Despite recent political turbulence, local investors in the Phnom Penh property sector are not deterred and are still bullish on the market’s future prospects.
One good example of this local optimism is Ly Hour Group, which recently announced it would invest more than $100 million to build a mixed-use commercial and residential development with 280 apartments.
Earlier this month at the ground-breaking ceremony for the project in Borey Vimean, Ly Hour Group chairman Oknha Ly Hour told the Post that recent political events in the capital have not affected his outlook for the city’s property sector.
“If I worried about political issues, I wouldn’t be doing projects like this. I think the recent events are just a small matter that will not lead to any larger troubles,” Hour said. “Some aspects of this political dispute will be solved easily. I’m more interested in Cambodia’s population growth and economic growth.”
Hour’s new project, which is the third phase of Borey Vimean Phnom Penh, is located along Street 598 (Chea Sophara Street). In addition to the 280 flats involved in the project, there will also be a four-storey shopping centre with a cinema on the top floor.
Ly Hour Group expects construction of the development, which covers more than four hectares, to take 24 months.
Oknha Ly Hour said that post election, some [developers] have trouble in selling but his Borei is still going well as usually, as the company focus mainly on quality construction and modern architectural style is appropriate and technically updated—“People come to see and they always satisfied with them.”

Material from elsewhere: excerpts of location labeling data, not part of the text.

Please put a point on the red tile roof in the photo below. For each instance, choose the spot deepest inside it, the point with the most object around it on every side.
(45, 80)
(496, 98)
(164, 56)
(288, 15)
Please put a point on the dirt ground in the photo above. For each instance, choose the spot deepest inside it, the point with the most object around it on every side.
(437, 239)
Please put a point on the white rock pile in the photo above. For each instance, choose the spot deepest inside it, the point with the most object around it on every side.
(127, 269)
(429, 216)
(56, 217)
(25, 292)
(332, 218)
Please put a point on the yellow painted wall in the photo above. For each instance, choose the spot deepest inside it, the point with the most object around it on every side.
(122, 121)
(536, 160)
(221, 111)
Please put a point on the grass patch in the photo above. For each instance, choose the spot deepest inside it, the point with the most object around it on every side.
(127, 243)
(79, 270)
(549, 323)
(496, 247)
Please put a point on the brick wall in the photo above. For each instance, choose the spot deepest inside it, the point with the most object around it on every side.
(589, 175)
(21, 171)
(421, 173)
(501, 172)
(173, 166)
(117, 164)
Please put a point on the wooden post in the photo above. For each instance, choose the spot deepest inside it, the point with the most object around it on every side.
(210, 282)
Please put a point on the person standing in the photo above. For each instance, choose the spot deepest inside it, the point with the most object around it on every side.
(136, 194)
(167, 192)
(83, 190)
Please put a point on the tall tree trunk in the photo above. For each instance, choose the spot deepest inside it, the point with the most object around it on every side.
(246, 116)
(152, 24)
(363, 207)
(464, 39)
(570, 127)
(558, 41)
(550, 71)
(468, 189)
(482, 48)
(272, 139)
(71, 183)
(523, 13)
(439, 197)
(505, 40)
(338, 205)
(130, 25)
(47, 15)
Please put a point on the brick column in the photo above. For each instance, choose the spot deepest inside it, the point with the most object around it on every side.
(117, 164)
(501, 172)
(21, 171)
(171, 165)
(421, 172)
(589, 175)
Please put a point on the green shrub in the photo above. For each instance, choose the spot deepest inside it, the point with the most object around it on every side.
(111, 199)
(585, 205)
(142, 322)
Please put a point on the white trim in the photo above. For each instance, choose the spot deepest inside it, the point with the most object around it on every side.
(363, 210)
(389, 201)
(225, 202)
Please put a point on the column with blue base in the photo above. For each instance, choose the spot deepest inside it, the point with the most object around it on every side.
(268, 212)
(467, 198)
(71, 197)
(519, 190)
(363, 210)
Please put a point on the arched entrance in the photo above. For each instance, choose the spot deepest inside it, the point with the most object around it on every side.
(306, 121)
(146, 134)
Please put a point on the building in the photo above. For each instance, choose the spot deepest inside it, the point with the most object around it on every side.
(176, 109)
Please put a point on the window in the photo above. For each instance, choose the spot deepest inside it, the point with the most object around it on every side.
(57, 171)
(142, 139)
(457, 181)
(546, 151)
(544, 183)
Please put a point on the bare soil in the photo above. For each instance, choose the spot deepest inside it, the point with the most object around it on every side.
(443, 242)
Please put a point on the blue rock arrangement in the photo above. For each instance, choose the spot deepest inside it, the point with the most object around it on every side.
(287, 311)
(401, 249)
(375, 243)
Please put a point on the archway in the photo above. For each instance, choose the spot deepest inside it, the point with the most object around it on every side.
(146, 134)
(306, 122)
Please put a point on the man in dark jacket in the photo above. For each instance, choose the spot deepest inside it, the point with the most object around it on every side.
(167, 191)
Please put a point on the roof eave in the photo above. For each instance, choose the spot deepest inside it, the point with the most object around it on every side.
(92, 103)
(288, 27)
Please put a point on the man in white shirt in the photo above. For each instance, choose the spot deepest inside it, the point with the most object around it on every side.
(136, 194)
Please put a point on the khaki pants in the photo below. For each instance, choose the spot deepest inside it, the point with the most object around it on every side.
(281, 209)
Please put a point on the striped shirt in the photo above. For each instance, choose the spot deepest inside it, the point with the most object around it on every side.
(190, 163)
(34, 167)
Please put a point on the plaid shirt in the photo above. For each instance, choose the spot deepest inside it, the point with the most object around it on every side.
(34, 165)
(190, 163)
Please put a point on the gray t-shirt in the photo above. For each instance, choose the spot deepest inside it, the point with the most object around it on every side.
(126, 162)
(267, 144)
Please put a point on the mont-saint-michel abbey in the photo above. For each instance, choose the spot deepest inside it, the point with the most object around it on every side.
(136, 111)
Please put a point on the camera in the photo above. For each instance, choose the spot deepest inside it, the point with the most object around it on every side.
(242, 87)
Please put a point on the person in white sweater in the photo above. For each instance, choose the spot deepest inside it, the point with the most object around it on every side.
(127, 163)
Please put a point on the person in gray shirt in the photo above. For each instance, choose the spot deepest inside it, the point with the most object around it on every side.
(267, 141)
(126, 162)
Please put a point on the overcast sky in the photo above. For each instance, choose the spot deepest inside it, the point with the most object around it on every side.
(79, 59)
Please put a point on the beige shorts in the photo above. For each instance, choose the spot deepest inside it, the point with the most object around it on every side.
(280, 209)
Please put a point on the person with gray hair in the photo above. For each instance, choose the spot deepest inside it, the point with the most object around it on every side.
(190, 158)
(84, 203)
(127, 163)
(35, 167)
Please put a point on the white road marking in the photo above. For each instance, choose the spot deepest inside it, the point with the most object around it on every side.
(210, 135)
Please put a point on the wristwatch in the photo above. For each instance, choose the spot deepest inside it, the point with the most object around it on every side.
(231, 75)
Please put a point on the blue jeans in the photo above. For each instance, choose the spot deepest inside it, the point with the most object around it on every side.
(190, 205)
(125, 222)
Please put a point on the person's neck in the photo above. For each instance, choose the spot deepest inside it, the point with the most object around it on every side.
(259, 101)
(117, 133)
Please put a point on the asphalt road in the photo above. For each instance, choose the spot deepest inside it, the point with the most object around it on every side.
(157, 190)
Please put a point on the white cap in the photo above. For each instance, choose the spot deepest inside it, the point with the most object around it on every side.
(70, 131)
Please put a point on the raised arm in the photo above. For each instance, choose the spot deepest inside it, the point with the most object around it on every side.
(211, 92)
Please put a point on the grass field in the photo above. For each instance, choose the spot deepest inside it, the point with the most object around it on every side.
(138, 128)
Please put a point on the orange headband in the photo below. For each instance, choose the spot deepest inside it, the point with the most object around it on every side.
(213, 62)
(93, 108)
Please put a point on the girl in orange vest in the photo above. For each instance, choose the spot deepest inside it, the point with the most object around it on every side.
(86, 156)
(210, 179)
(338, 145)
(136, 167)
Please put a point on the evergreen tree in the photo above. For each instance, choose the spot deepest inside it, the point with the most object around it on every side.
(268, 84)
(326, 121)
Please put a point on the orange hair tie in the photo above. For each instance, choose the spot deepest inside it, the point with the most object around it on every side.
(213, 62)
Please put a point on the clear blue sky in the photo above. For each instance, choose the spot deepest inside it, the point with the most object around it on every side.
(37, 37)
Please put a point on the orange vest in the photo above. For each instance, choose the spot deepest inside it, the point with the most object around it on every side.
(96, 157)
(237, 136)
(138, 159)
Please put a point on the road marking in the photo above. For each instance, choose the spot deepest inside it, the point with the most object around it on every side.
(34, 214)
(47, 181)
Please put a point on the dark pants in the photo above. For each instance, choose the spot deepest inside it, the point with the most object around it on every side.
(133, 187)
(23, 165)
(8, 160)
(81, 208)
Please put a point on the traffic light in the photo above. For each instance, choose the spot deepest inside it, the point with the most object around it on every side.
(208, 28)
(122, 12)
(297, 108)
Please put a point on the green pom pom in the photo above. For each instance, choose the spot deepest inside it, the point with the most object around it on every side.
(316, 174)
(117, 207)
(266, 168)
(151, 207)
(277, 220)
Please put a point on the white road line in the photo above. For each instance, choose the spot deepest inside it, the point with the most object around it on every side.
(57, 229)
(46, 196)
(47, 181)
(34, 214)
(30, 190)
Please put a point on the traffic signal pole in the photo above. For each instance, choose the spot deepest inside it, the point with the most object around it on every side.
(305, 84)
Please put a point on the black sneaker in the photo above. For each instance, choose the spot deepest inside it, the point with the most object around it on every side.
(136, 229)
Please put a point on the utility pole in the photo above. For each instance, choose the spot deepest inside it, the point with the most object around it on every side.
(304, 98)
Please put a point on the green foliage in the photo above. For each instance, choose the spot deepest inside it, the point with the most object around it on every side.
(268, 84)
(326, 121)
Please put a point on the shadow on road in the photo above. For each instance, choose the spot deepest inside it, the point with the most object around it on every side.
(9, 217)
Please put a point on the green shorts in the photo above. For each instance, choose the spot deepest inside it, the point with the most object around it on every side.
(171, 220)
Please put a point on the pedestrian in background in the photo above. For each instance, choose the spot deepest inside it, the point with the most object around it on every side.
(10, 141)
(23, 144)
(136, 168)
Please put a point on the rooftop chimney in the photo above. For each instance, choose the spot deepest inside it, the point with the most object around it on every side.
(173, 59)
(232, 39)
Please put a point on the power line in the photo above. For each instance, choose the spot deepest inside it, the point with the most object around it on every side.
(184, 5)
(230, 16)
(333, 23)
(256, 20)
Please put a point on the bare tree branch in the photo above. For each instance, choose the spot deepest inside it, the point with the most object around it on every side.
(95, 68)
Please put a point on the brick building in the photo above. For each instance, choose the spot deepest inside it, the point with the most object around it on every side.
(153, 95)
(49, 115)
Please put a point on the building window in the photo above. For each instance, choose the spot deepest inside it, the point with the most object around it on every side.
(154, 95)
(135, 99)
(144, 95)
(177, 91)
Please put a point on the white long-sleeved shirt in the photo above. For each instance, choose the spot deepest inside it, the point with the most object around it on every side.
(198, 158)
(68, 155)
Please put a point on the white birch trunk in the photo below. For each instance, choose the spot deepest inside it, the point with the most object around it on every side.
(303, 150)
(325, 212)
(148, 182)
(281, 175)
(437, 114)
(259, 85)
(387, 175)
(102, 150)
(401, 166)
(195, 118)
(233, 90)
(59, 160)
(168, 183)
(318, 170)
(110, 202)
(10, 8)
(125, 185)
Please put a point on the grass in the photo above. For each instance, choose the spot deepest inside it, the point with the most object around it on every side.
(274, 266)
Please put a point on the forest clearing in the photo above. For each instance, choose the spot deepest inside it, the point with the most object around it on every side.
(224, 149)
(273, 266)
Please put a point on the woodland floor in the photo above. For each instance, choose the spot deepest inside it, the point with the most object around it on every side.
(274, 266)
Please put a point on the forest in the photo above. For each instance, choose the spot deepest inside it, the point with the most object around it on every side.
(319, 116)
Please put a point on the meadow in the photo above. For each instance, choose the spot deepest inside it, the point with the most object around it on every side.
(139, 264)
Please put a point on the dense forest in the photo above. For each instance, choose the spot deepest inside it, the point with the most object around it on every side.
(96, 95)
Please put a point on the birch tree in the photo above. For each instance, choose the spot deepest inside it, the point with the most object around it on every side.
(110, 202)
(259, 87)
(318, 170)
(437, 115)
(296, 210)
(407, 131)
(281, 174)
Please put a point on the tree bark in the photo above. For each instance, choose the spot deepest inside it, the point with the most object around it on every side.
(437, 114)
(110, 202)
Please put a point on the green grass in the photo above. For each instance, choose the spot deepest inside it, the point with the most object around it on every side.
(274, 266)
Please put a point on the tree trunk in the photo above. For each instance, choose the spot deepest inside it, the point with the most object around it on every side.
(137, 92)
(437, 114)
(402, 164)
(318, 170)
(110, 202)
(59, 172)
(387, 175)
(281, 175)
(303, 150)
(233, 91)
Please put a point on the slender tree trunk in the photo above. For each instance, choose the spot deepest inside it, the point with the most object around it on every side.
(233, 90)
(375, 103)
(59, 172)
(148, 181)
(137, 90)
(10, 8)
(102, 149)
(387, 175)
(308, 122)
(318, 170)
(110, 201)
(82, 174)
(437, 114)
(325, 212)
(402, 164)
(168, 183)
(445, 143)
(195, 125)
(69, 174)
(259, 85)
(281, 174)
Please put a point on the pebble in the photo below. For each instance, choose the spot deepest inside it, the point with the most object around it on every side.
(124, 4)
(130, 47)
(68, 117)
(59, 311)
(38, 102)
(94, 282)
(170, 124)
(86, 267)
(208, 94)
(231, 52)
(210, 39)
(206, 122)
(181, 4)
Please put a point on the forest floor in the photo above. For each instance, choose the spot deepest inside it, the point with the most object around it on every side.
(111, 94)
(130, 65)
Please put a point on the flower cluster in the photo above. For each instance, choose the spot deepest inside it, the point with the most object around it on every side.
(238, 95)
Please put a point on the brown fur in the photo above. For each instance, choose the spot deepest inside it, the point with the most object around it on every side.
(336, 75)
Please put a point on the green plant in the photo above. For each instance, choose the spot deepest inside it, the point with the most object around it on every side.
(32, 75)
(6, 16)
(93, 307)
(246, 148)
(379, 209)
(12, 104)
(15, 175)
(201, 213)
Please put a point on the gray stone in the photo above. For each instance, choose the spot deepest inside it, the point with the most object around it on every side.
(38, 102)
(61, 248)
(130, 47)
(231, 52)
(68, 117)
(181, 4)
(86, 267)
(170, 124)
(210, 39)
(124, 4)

Hour said that more than 80 per cent of the more than 600 villas in Borey Vimean Phnom Penh’s first phase had been sold. As for the second phase, which includes 300 apartments, 80 per cent had also been sold, he said. Villas in the development are currently selling for $80,000 to more than $500,000, while apartments are presently priced between $70,000 and $100,000
Asia Real Estate general manager Po Eav Kong said that despite the property market’s resilience, local purchases of residential properties in the capital had slowed compared to the first half of 2013. Many investors have kept a close eye on political developments and have adopted a wait-and-see approach to investment for the time being.